Part of making the transaction successful is having a succession plan for the management team.
"That's really, really important," he says. "We see that a lot in privately owned companies where that just hasn't been thought through. You're not putting that management team, that next layer, in a place to be successful because that's really, if you're trying to sail off into the sunset, what a buyer is going to be acquiring. And so really thinking about that, putting them in the right seats at the right time and giving them an opportunity to establish a track record in those chairs before you want to sell the business. Then also thinking about that from a retention standpoint and putting the right structures in place so they're incented to make the transaction successful and there's not a conflict of interest with the management team."
Another aspect is growth.
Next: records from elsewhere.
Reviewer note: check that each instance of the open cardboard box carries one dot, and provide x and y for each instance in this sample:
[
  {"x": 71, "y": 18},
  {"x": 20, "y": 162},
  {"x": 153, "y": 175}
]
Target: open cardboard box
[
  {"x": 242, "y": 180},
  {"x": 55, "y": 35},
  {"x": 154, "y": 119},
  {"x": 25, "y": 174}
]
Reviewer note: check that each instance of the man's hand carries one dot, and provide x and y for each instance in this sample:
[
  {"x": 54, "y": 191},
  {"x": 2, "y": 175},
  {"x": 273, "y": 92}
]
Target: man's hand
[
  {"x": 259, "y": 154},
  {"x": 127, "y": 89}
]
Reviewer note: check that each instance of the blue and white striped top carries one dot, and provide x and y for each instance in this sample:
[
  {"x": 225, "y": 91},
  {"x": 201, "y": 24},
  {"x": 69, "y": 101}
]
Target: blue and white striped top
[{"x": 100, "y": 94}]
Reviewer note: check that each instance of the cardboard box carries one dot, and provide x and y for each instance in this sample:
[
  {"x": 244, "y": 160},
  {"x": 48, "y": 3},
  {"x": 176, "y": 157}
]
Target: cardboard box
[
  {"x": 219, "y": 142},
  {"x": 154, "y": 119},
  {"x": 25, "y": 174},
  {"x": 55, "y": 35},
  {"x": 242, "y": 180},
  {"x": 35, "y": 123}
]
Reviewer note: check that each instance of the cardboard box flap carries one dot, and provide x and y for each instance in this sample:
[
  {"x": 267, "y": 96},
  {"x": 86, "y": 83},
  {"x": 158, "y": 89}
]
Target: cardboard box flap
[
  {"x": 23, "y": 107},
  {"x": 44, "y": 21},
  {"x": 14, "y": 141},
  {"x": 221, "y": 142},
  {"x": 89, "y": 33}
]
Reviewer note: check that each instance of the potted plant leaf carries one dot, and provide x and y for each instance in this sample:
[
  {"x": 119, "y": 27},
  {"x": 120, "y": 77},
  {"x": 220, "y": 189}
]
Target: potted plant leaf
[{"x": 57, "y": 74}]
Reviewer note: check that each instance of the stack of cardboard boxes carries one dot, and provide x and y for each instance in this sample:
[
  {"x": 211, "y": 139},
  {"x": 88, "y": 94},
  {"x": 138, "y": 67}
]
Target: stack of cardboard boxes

Frost says he sees a wide range of preparedness in terms of articulating a growth strategy.
"It seems obvious but, really putting down on paper what the growth strategy is well in advance. That's obviously important to execute a growth strategy, but from a buyer's perspective, it really puts them in a position to have a clearer picture of what they're underwriting," Frost says. "Obviously, you're going to put a growth strategy in place to articulate the future in a sale process. But we find it to be really helpful when you can go back and say, Look, this was the growth strategy two, three, four years ago. You can see the track record of execution. And it just provides credibility to the growth story that you're selling when you're actually in the market."
Frost also suggests making investments early. He says too often when selling the growth strategy while in the market, a lot of those investments are prospective. That's much harder for a buyer to underwrite. A growth strategy that requires investment in CapEx, new locations or R&D that require capital is generally money well spent in terms of getting a buyer in a position to underwrite the future.
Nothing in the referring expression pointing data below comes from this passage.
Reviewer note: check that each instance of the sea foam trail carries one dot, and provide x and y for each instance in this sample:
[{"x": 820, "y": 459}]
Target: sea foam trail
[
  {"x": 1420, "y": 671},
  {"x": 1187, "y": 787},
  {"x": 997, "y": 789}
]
Financial reporting is also critically important, particularly with private companies. While owners tend to have an intuitive knowledge and sense for the business that they don't need the depth of financial reporting and analysis to run it, they should understand the distinction between running the business and then asking a buyer to underwrite it.
When it comes to legal and environmental issues, he says it's important that owners have their ducks in a row and have the right lawyers under the tent early in the process to address red flags, but it's also preparedness — having everything well-organized.
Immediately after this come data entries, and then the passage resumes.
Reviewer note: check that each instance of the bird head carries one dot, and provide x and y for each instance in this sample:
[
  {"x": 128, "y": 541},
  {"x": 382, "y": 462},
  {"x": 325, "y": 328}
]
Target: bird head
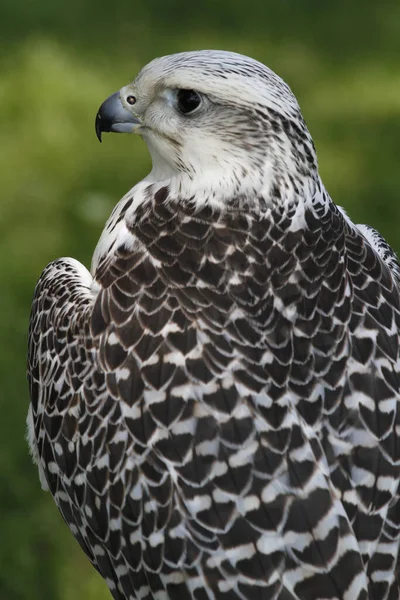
[{"x": 213, "y": 116}]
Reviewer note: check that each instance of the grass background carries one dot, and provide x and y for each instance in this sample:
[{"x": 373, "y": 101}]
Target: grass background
[{"x": 58, "y": 61}]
"If you do that, you'll find that in a lot of cases you'll be making changes in terms of maybe corporate structure changes or things like that. But just cleaning up the org chart, or it might be addressing specific legal issues, HR issues, whatever it might be," he says. "But if you're doing that on the fly, once you've hired investment bankers, a lot of times it's too late."
The company's ESG profile, he says, is a new but important topic.
"It's really important, now, to think about that — I would say definitely if you think you might be a candidate to be acquired by a public company," Frost says. "But even these private equity firms now, it's really, really important. They're thinking about that. They have to communicate that to their LPs. And so you think about that in terms of the markets and the types of products, the services you provide, what's that profile look like? What are the issues around that to address? But it's also things around environmental, employee diversity, things like that, that have an impact on your ESG profile that a buyer is going to be thinking about."
Sellers should also think about who their potential buyers are, and get to know them.
"That's helpful in terms of planting the seeds for who my buyers might be, particularly if they're strategic buyers," Frost says. "It puts those buyers in a position to know who you are — you're on their radar, they can begin to think about you — so that when your investment banker is approaching them, they're knowledgeable, they're educated, they've thought about it, they've got a view. And that can be tricky to do because it's sensitive for a lot of companies to signal that they may be for sale at some point in the near future. But you can do it the right way, in terms of just getting to know them from an industry perspective and building a relationship."